Mindsets

I’ve been catching up on the books and websites recommended to me by Lindsey Sladen,  the teacher in charge of implementing Breakthrough to Learning throughout the school. This week I’ve been reading Mindset by Carol S. Dweck.

The sub-title: HOW YOU CAN FULFILL YOUR POTENTIAL places the books in the self-improvement tradition so strong in America. This is not immediately attractive to a sceptical European, but the message of the book turns out to have important implications for the contemporary approach to learning as practised in Lindsey’s school.

The message is a simple one: Dweck argues that there are two types of learner:

The first has a fixed mindset, believing that success in learning is determined by one’s innate intelligence which cannot be changed. The danger for even successful learners with this belief is that they rely on intelligence rather than effort to make progress. What is more, they see failure as a setback showing that their intelligence is not up to the task and give up.

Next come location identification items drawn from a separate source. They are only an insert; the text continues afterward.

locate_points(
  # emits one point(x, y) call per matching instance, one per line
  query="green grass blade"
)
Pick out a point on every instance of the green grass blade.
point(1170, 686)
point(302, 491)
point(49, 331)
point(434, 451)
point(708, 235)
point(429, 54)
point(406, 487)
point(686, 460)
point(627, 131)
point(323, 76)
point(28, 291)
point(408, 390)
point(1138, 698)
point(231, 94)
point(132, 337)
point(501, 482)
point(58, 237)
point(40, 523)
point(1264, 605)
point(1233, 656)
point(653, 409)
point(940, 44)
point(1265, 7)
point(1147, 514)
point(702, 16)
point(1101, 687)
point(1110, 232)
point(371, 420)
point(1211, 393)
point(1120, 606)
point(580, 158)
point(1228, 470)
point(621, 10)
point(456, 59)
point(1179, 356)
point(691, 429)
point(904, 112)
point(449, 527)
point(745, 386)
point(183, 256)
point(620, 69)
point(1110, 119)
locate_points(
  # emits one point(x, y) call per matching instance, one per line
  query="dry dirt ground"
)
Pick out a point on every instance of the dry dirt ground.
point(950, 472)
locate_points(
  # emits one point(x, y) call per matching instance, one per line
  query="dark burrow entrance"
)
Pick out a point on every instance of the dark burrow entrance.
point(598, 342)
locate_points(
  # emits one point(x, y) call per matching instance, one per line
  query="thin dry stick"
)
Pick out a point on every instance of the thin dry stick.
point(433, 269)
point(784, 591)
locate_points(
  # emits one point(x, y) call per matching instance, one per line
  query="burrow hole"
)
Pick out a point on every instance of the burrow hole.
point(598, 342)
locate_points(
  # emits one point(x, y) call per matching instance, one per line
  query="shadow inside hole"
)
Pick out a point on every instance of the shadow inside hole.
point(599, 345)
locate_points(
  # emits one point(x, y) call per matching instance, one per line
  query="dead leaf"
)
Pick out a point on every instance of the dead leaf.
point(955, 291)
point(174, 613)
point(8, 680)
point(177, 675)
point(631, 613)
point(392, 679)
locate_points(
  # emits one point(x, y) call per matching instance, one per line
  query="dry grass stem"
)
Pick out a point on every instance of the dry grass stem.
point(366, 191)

The second type of learner has a growth mindset, believing that their intelligence (and other qualities and talents) is capable of development through effort. Such learners see failure in a given task as a challenge to be worked at and overcome.

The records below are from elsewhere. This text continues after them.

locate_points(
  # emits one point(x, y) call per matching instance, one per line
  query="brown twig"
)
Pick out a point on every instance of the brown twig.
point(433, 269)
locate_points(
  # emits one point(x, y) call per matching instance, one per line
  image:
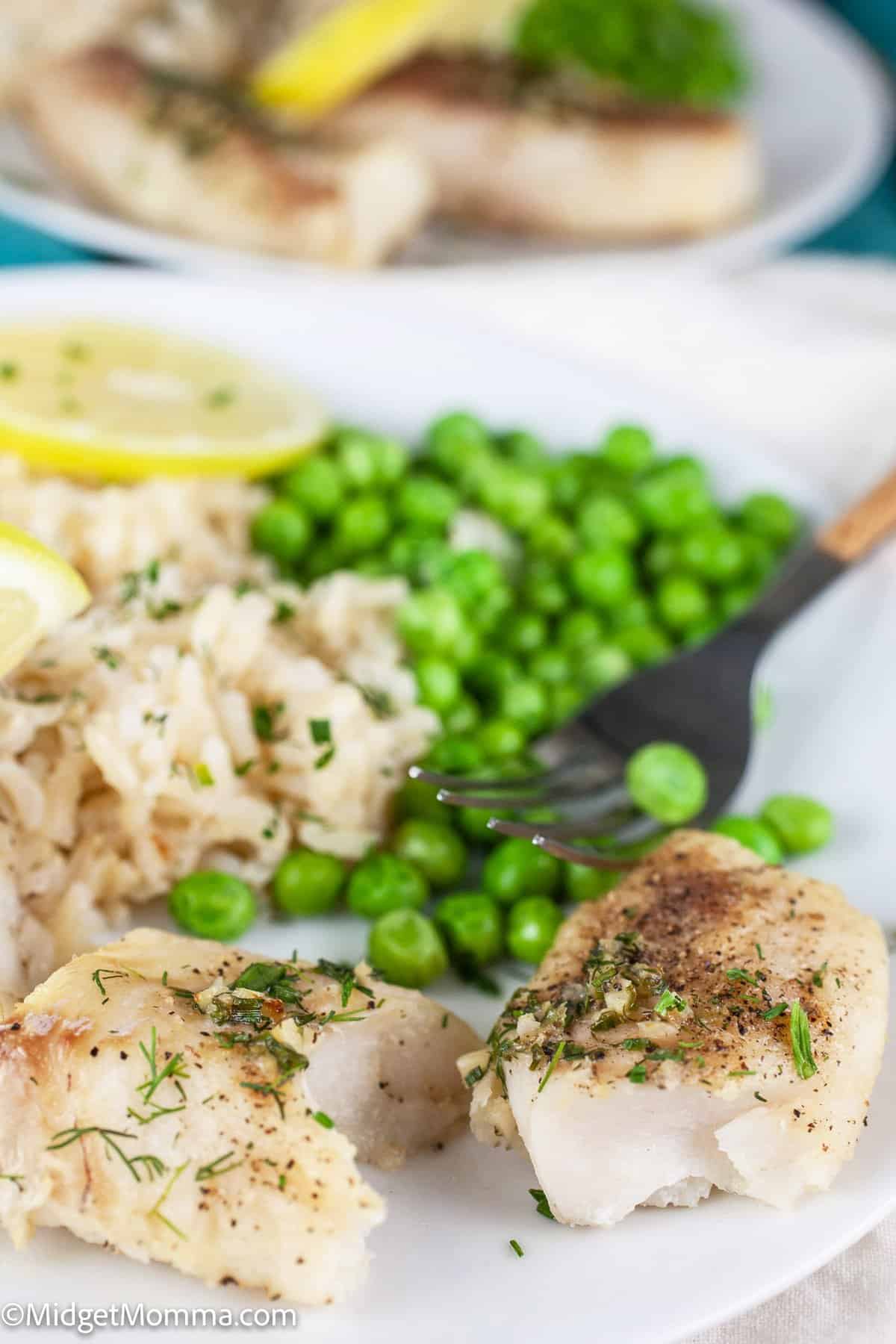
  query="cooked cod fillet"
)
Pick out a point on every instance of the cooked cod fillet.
point(528, 154)
point(148, 1107)
point(178, 158)
point(650, 1057)
point(34, 33)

Dweck’s analysis clearly underpins the booklet which the school gives to teachers new to the school: “We do not want you to fear retribution for failure. We want you to learn from failure – or experience as you may wish to call it! In return we expect you to take the risks necessary to blossom and help us on our way to that holy grail.” (That is, the school – pupils, teachers, parents and local people – as a learning community.)

The book is further evidence that the bad science (not to say cheating) which justifies the institutional adoption of “intelligence” throughout our educational system is academically discredited. However, it takes more than to change a system which so conveniently maintains the social status quo.